Here is the text in an unfamiliar form from The Orthodox Jewish Bible (OJB) Copyright © 2002, 2003, 2008, 2010, 2011 by Artists for Israel International.

Lukas 13:1-9

1 Now on the same occasion there were some present reporting to Rebbe, Melech HaMoshiach about the men of the Galil whose blood Pilate mixed with their zevakhim (sacrifices).

2 And, in reply, Moshiach said, Do you think that these men of the Galil were greater chote’im (sinners) than all others of the Galil, because they suffered this shud (misfortune)?

3 Lo (no), I say, but unless you make teshuva, you will all likewise perish.

4 Or do you think that those shmonah asar (eighteen) upon whom the migdal (tower) in Shiloach fell and killed them, do you think that they were greater chote’im (sinners) than all the Bnei Adam living in Yerushalayim?

5 Lo (no), I tell you, but unless you make teshuva, you will all likewise perish.

6 And Rebbe, Melech HaMoshiach was speaking this mashal. A certain man had an etz te’enah (fig tree) which had been planted in his kerem, and he came seeking pri (fruit) on it, and he did not find any. [YESHAYAH 5:2; YIRMEYAH 8:13]

7 So he said to the keeper of the kerem, Hinei shalosh shanim (three years) I come seeking pri on this etz te’enah (fig tree) and I do not find any. Therefore, cut it down! Why is it even using up the adamah (ground)?

8 But in reply he says to him, Adoni, leave it also this year, until I may dig around it and may throw fertilizer [dung] on it,

9 And if indeed it produces pri in the future, tov me’od (very well); otherwise, you will cut down it [Ro 11:23].

The “mashal” (a familiar proverb or parable) he re-interprets is already part of his and his hearers’ self-understanding from Yeshayah (Isaiah) 5:2; Yirmeyah (Jeremiah) 8:13.

Reading the text in a form much closer to the original context of Jesus’ linguistic-religious-cultural-political-economic context serves to awaken me to hear it with new ears.

Jesus is speaking about collective social life – politics, economics, religion, resistance, keeping the faith.

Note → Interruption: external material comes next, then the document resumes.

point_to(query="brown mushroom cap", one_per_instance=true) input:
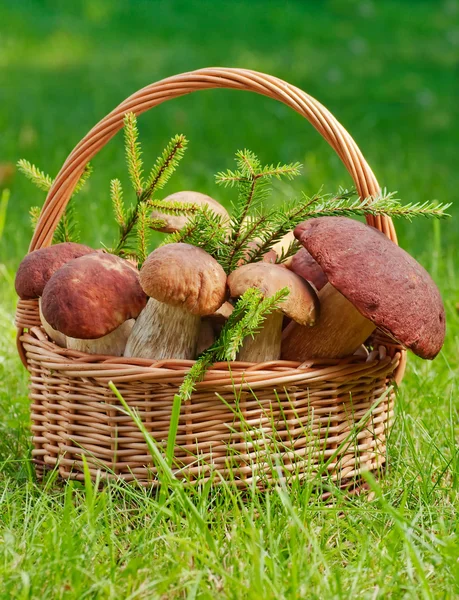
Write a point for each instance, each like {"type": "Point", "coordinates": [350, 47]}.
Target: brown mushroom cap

He is calling for thorough-going societal transformation – from blaming others (the Galileans) to looking in the mirror to be startled by the log that is in one’s own eye, individually and collectively: the underlying violence in our way of being in the world, taking up “ground” on this beautiful planet.

In Hebrew Scripture the human species, Adam, is derived from Adamah – earth, soil, dirt, ground. We, the fig tree, are here to produce sweet figs.

The Owner of the vineyard with the barren fig tree shows two traits in this Mashal: disappointment and frustration (“Why is it even using up the ground?”) and the extraordinary patience that allows it more time to produce the sweet fruit for which it was created.

As I look out to the world outside, and as I look in the mirror in the morning, I feel a tiny shiver of G-d’s frustration and long-suffering with the likes of us. I wonder what it will take before we see the reflection of ourselves and our way of the violence of terrorists. Are they any different from the rest of the people in the Galil, Yerushalayim, Chaska, or Washington, D.C.? When and how shall we make teshuvah?